The episode picks up six months after the Queen’s death, and Rhaenyra’s appointment as Heir to the Iron Throne. And it seems like this episode focuses on two main topics.
The first is the Crab Feeder, aka Craghas Drahar, who haunts the kingdom’s shores. Lord Coryls comes in at the beginning of “The Rogue Prince,” ranting about how the King must do something about this; to which the King, rightfully so, says… well, no. Not right now.
It is the threat of the Craghas that leads us to the second topic. Marriage; the King’s marriage, in fact, after the death of his queen. With Craghas ready to strike, Corlys sees it as a way to join the two Old Valyrian houses. The king is to wed his daughter Laena. To show the strength of the King, after others may be perceiving the Red Keep as vulnerable after Daemon has taken over Dragonstone, and a woman has been named heir for the first.
As a viewer, you might be scrambling. Who is Laena? Have we met her before? Has anyone even mentioned her before? And the answer is no. Because they wanted a shock factor. And a shock did we get.

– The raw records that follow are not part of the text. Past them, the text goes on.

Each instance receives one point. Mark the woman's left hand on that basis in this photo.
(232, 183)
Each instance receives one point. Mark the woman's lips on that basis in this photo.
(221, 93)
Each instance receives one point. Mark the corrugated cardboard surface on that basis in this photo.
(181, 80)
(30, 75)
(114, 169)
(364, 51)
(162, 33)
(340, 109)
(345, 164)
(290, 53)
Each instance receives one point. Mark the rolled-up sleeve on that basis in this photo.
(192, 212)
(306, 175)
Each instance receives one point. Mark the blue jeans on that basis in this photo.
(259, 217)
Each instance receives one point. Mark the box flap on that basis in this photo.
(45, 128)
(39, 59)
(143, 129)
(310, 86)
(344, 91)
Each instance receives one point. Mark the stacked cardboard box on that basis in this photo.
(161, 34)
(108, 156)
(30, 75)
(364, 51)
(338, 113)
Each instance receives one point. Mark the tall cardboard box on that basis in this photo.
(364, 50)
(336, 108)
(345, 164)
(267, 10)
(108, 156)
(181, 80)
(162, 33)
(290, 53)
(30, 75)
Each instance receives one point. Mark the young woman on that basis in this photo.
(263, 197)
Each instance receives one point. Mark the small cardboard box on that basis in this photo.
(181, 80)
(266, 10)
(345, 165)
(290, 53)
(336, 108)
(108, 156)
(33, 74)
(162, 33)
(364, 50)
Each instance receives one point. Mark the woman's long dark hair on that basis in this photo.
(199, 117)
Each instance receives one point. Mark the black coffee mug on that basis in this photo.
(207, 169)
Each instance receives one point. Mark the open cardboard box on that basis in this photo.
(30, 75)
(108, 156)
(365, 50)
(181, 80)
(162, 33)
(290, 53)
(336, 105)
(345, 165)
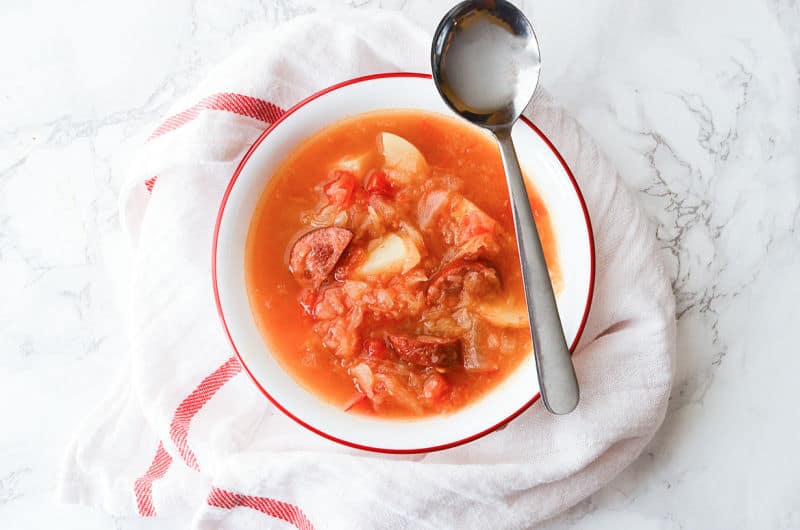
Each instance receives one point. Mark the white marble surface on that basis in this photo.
(697, 102)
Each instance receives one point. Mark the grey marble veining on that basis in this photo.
(696, 102)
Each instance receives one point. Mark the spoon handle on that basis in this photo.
(557, 381)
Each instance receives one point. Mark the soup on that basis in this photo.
(382, 269)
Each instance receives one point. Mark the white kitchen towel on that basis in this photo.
(186, 434)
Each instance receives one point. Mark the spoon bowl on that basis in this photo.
(469, 40)
(485, 61)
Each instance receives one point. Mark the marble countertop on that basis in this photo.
(696, 102)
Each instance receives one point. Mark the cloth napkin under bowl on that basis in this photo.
(185, 433)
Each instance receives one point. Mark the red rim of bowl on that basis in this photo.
(280, 407)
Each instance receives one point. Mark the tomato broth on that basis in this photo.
(382, 269)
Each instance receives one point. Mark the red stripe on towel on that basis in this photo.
(143, 487)
(284, 511)
(179, 428)
(236, 103)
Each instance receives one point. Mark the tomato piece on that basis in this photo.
(435, 387)
(340, 190)
(308, 299)
(378, 183)
(375, 349)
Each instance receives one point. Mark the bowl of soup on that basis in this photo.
(366, 271)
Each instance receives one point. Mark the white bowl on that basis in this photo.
(558, 190)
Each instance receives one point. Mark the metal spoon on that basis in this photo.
(486, 62)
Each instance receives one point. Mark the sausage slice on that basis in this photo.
(460, 276)
(315, 254)
(424, 350)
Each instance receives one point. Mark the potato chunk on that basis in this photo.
(504, 314)
(402, 161)
(391, 254)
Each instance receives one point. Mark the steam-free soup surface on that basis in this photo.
(382, 269)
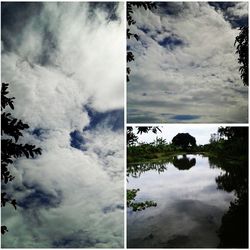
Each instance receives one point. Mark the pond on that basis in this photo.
(192, 196)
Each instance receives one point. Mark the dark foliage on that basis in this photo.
(11, 130)
(131, 21)
(184, 140)
(242, 49)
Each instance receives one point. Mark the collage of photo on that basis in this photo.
(124, 124)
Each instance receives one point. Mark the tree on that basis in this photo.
(184, 140)
(132, 138)
(242, 49)
(11, 130)
(184, 163)
(130, 22)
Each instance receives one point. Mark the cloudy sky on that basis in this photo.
(202, 133)
(65, 63)
(185, 67)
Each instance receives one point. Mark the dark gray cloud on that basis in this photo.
(185, 64)
(61, 58)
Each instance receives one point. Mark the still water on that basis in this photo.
(189, 204)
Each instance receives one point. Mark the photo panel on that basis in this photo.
(187, 186)
(187, 62)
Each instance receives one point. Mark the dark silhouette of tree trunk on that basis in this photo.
(242, 49)
(11, 130)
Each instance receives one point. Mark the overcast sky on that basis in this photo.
(185, 67)
(65, 63)
(201, 133)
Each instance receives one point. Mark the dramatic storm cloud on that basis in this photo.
(202, 133)
(65, 63)
(185, 67)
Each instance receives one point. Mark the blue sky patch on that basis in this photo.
(112, 119)
(185, 117)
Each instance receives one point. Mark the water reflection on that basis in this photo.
(205, 206)
(184, 163)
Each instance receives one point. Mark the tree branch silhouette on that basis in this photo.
(241, 42)
(10, 149)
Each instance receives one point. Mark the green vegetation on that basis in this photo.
(227, 150)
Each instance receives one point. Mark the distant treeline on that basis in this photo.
(229, 142)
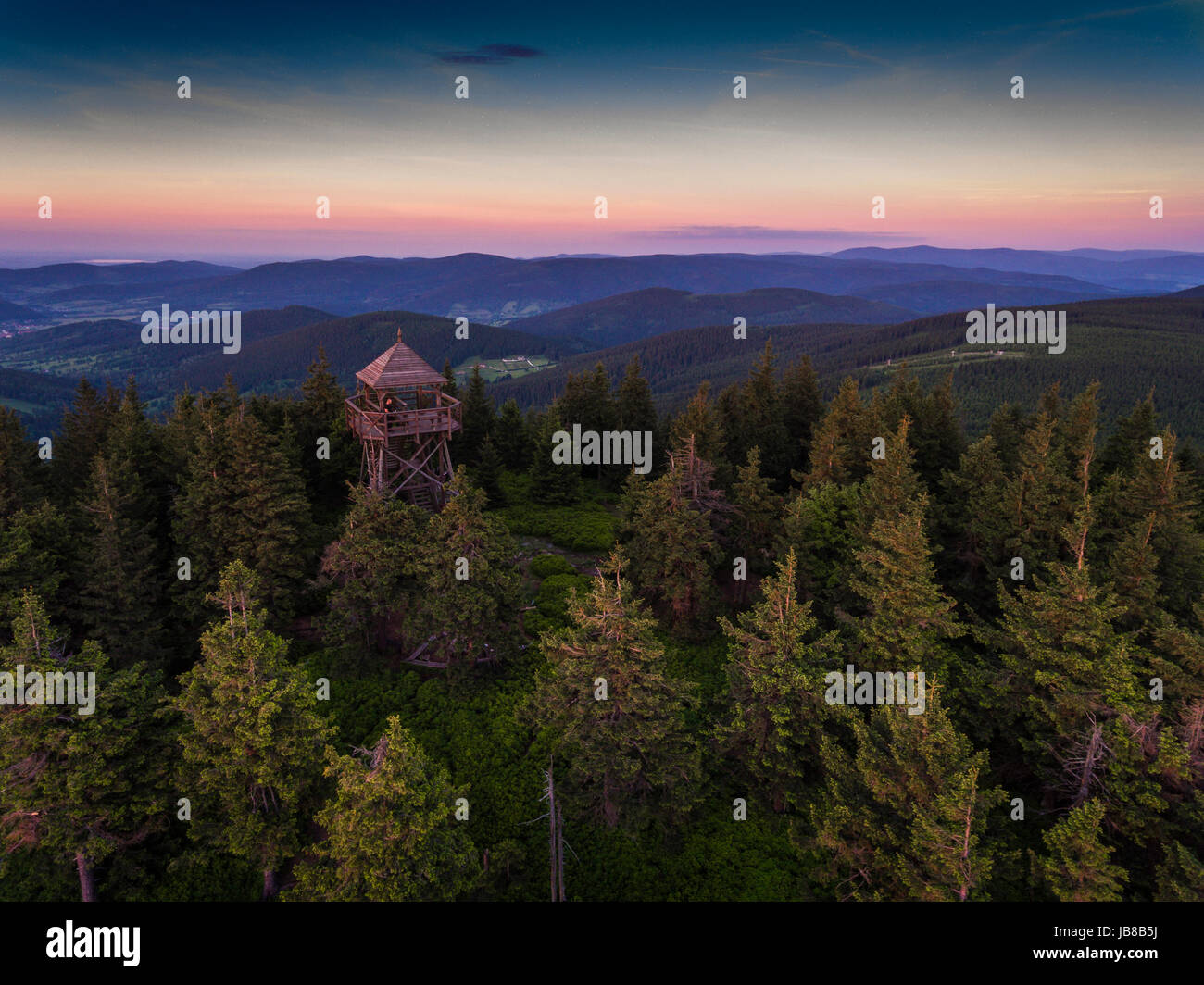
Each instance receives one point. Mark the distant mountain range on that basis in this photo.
(850, 311)
(500, 291)
(1136, 270)
(1131, 345)
(655, 311)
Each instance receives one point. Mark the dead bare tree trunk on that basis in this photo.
(87, 883)
(555, 842)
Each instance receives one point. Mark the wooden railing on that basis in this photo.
(376, 425)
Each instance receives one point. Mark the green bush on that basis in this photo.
(584, 527)
(552, 600)
(546, 565)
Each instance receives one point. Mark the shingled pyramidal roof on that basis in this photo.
(398, 367)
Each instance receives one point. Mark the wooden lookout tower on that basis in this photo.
(404, 420)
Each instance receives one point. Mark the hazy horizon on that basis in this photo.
(612, 100)
(27, 261)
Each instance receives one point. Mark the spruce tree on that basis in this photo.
(124, 592)
(488, 473)
(802, 405)
(775, 671)
(904, 817)
(478, 418)
(82, 432)
(20, 480)
(614, 713)
(672, 525)
(390, 832)
(513, 439)
(82, 784)
(469, 585)
(552, 481)
(701, 420)
(37, 552)
(841, 441)
(372, 568)
(634, 407)
(251, 747)
(906, 617)
(1076, 868)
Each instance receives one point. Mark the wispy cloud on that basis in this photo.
(489, 55)
(759, 232)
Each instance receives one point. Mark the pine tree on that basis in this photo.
(819, 527)
(478, 417)
(906, 816)
(751, 416)
(775, 669)
(973, 525)
(468, 580)
(318, 420)
(634, 407)
(1064, 665)
(701, 420)
(389, 832)
(552, 481)
(1180, 876)
(673, 547)
(37, 552)
(1076, 868)
(19, 477)
(242, 500)
(373, 569)
(841, 443)
(758, 512)
(82, 784)
(488, 473)
(81, 435)
(450, 388)
(802, 405)
(513, 439)
(123, 596)
(251, 748)
(614, 713)
(906, 617)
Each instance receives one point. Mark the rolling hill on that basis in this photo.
(655, 311)
(498, 291)
(281, 363)
(1131, 345)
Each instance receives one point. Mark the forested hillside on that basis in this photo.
(1133, 343)
(655, 653)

Because Laena is Corlys’ 12-year-old daughter whom he wants to marry off to the King, who is… about 40? It reminds us of the long lineage of Targaryen in-breeding (Corlys is married to Visery’s cousin); but also hints at the patriarchy of this society.

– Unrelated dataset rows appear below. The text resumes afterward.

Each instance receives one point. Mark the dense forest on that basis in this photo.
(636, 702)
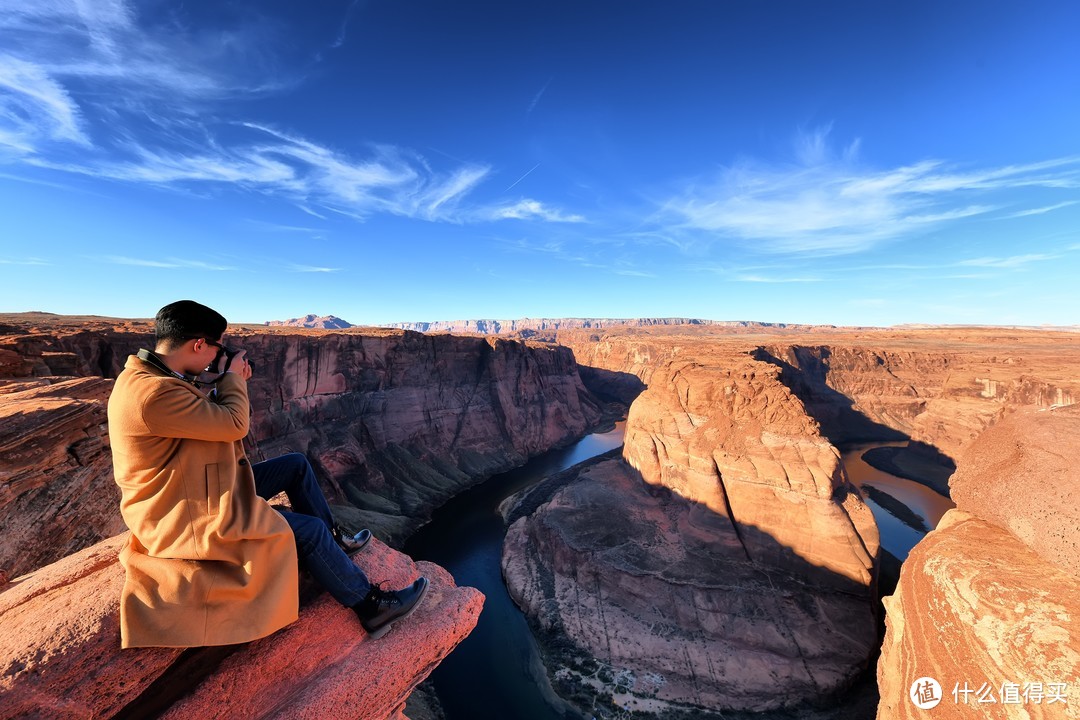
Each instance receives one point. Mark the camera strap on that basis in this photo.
(151, 358)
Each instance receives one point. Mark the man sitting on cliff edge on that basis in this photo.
(210, 561)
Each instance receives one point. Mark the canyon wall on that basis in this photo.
(394, 422)
(988, 603)
(526, 325)
(741, 572)
(937, 388)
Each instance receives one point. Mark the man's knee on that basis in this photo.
(297, 462)
(307, 530)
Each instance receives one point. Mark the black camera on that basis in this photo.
(229, 353)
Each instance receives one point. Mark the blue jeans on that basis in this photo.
(311, 522)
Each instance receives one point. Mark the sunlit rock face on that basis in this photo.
(991, 597)
(56, 489)
(937, 386)
(394, 422)
(733, 449)
(61, 656)
(726, 564)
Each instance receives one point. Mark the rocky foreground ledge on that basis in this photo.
(988, 603)
(59, 649)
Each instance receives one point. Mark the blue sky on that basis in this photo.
(806, 162)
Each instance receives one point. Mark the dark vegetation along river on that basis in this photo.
(496, 674)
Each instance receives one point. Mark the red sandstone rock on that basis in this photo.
(659, 589)
(975, 606)
(751, 589)
(1021, 475)
(59, 641)
(942, 386)
(56, 490)
(394, 422)
(322, 322)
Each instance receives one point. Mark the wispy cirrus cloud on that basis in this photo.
(25, 261)
(1042, 211)
(1013, 261)
(829, 203)
(308, 268)
(97, 90)
(167, 263)
(525, 209)
(767, 279)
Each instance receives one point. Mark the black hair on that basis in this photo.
(187, 320)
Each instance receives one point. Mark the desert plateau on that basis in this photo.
(720, 562)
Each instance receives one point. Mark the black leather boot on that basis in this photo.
(350, 544)
(380, 609)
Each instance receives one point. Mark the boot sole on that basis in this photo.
(386, 628)
(353, 551)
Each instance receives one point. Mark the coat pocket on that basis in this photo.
(213, 490)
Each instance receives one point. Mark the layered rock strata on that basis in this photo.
(725, 565)
(56, 489)
(939, 388)
(989, 601)
(394, 422)
(59, 644)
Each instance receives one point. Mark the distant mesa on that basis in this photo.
(323, 322)
(539, 324)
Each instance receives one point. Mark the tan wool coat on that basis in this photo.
(208, 561)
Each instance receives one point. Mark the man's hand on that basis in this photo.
(240, 365)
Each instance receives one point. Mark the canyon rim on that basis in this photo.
(723, 561)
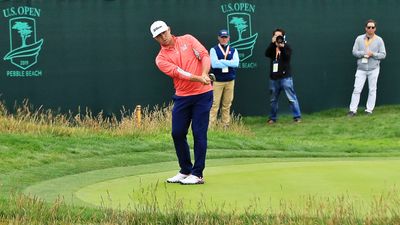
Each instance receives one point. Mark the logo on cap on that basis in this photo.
(158, 27)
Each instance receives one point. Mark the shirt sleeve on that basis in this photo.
(381, 54)
(171, 69)
(200, 51)
(358, 51)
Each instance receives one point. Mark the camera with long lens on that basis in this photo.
(280, 39)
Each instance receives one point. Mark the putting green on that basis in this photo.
(265, 184)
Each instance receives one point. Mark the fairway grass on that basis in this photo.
(233, 184)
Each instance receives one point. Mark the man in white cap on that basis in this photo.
(369, 49)
(187, 62)
(224, 61)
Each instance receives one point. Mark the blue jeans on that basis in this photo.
(193, 110)
(286, 84)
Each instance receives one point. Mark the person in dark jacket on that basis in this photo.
(281, 75)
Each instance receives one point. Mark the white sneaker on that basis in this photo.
(177, 178)
(192, 179)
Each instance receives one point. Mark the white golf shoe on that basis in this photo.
(192, 179)
(177, 178)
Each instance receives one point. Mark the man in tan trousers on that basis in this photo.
(224, 61)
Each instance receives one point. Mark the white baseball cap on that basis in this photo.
(158, 27)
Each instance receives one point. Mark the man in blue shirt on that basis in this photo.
(224, 61)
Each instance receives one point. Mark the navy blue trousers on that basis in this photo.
(193, 110)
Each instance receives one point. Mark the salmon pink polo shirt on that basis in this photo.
(187, 57)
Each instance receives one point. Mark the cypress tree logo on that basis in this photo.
(240, 29)
(24, 44)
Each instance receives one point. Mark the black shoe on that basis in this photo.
(351, 114)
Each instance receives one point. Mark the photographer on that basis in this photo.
(281, 76)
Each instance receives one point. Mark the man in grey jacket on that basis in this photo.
(369, 50)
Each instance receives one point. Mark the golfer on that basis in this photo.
(187, 62)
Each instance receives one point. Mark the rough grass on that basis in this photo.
(38, 144)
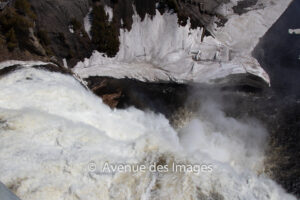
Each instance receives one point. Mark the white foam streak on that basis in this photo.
(51, 128)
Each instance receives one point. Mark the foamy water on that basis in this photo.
(52, 129)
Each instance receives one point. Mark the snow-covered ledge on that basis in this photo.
(159, 50)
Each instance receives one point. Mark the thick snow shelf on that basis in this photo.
(159, 50)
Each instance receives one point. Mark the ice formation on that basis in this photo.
(159, 49)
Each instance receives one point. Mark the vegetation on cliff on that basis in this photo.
(104, 34)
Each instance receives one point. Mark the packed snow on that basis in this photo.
(109, 12)
(242, 32)
(87, 23)
(55, 136)
(158, 49)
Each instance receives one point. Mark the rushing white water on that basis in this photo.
(55, 136)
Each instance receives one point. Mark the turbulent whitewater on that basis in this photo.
(52, 128)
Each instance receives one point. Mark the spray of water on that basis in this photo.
(55, 135)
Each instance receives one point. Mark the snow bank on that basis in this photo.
(160, 50)
(109, 12)
(242, 32)
(55, 135)
(87, 23)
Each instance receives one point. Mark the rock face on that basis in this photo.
(55, 17)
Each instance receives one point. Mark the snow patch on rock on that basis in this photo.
(87, 23)
(109, 12)
(158, 49)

A patriarchy that will not be beaten even in 172 years.
From Otto pimping Alicent out in order to get to the Throne, even Visery’s shutting Rhaenyra down — when he himself named her the next heir, we are reminded that the men of this realm have their own opinions and their own agendas. Agendas in which they see any, and all women as pawns, a means to an end; and an end they have decided on — for their own benefits.
It’s only in 172 years, that Daenerys is seen really breaking this cycle — though it is after she is married off to the Dothraki.

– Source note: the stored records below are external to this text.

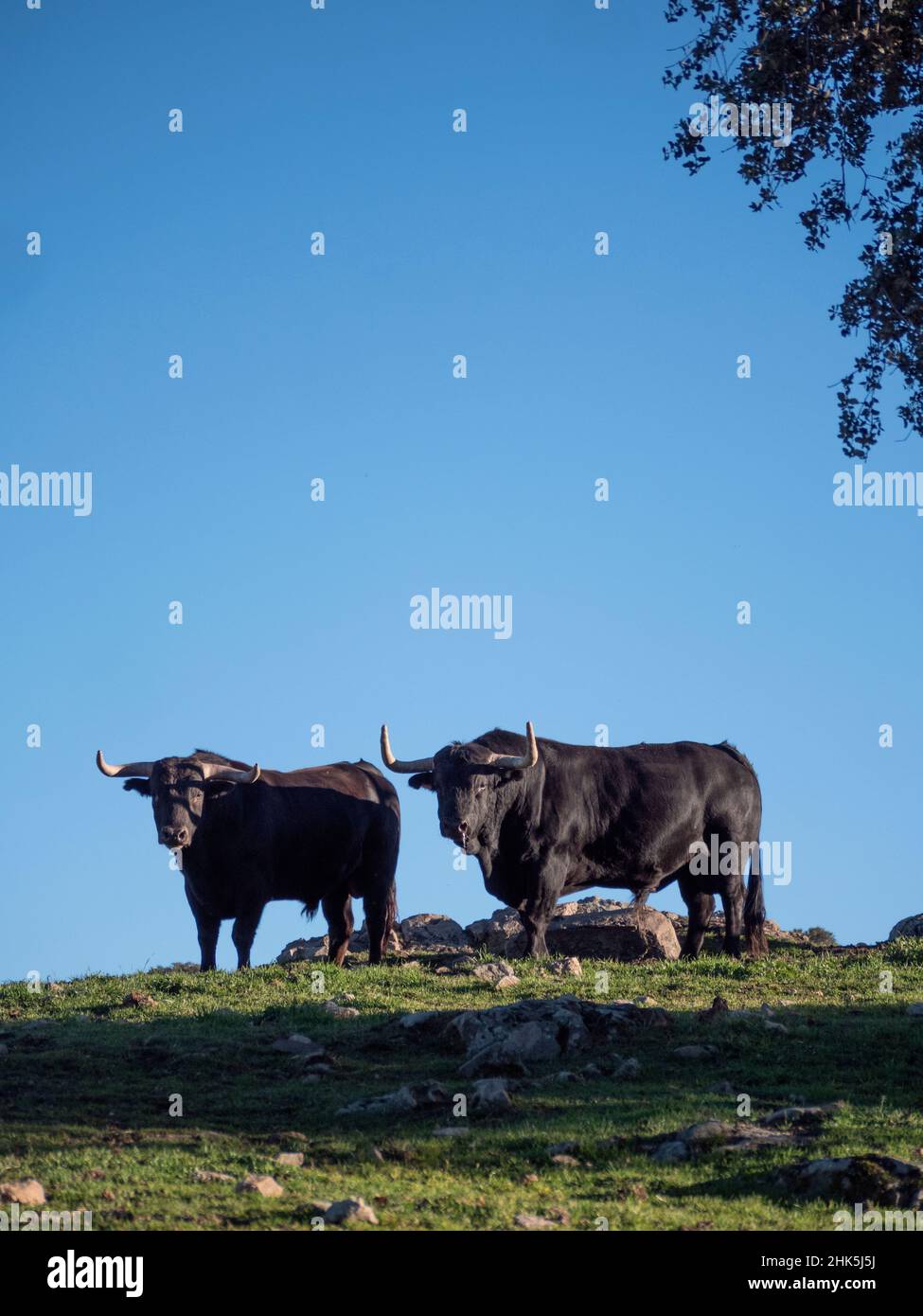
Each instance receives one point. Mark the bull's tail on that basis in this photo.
(754, 910)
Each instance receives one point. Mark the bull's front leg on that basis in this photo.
(207, 927)
(242, 934)
(538, 910)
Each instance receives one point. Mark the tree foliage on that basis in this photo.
(852, 71)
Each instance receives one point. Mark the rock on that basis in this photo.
(262, 1183)
(527, 1221)
(27, 1193)
(569, 968)
(589, 928)
(710, 1130)
(413, 1096)
(717, 1009)
(310, 948)
(717, 928)
(912, 927)
(490, 1096)
(801, 1113)
(529, 1042)
(428, 931)
(299, 1045)
(707, 1134)
(340, 1011)
(881, 1180)
(350, 1208)
(505, 1039)
(140, 1001)
(317, 948)
(670, 1153)
(494, 972)
(629, 1069)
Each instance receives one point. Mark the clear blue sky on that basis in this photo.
(295, 367)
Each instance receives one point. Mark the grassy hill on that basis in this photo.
(87, 1076)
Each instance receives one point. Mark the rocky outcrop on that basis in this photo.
(506, 1040)
(912, 927)
(590, 928)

House of the Dragon showrunner Miguel Sapochnik said in Empire that it’s about the “patriarchy’s perception of women.” And how, “they’d rather destroy themselves than see a woman on the throne. That wasn’t a perspective I have ever told before.” And it matches something Rhaenys mentions in this episode: ”Men would sooner put the realm to the torch than see a woman ascend the Iron throne”
And how delicious would that be? Watching the men of the Red Keep play chess for their own advantages, while the women themselves play their own game. They are strong, and if we remind ourselves, how much we liked Cersei and Dany from Game of Thrones — watching a whole show about women fighting the patriarchy, while also trying to ascend to the throne, will be so much fun.
Ultimately, “The Rogue Prince” has started to lay down the foundation of this plot, especially when we see Rhaenyra confront Daemon. It was probably the best scene of the episode. Not only does it show us that Rhaenyra is a fighter, and will fight her father, and whomever else dismisses her, but sheds light on the relationship she has with Daemon; a relationship we know that leads to marriage at some point down the line.
Personally, I haven’t read the books. But I do find myself intrigued by this relationship, and what unity between these two characters could mean for the Kingdom. Right now, Rhaenyra’s strength and Daemon’s ruthlessness kind of seem like a great match to rule together, no?
Episode two set a lot up — the King announcing he’s marrying Alicent, Rhaenyra’s best friend, to Corlys allying with Daemon, and ends on a shot of some very creepy pirates that seem to come to be very happy about feeding living men to crabs? Relation to the crab feeder, perhaps? Probably!
Only time will tell — and we cannot wait for it!
House of the Dragon Thoughts About 1×02:
- My husband is still not fully following who everyone is. TBH, neither am I. Sometimes, I’m still googling what is happening.
- The show’s dialogue is lacking. It doesn’t sound old enough, and it’s definitely not witty enough. I need a Tyrion-esque character who can be sarcastic and smart, all at the same time. Someone page Aaron Sorkin, please.
- The CGI budget still looks like it’s being stretched. The dragons and the flesh-eating crabs just didn’t do anything for me the way Dany’s kids did.
- I like Viserys. They have done a great job at showing that this is just a guy who’s trying his best. He’s not particularly good at it, but he definitely deserves an A for participation, ya know?
House of the Dragon airs on HBO on Sundays at 9 P.M EST.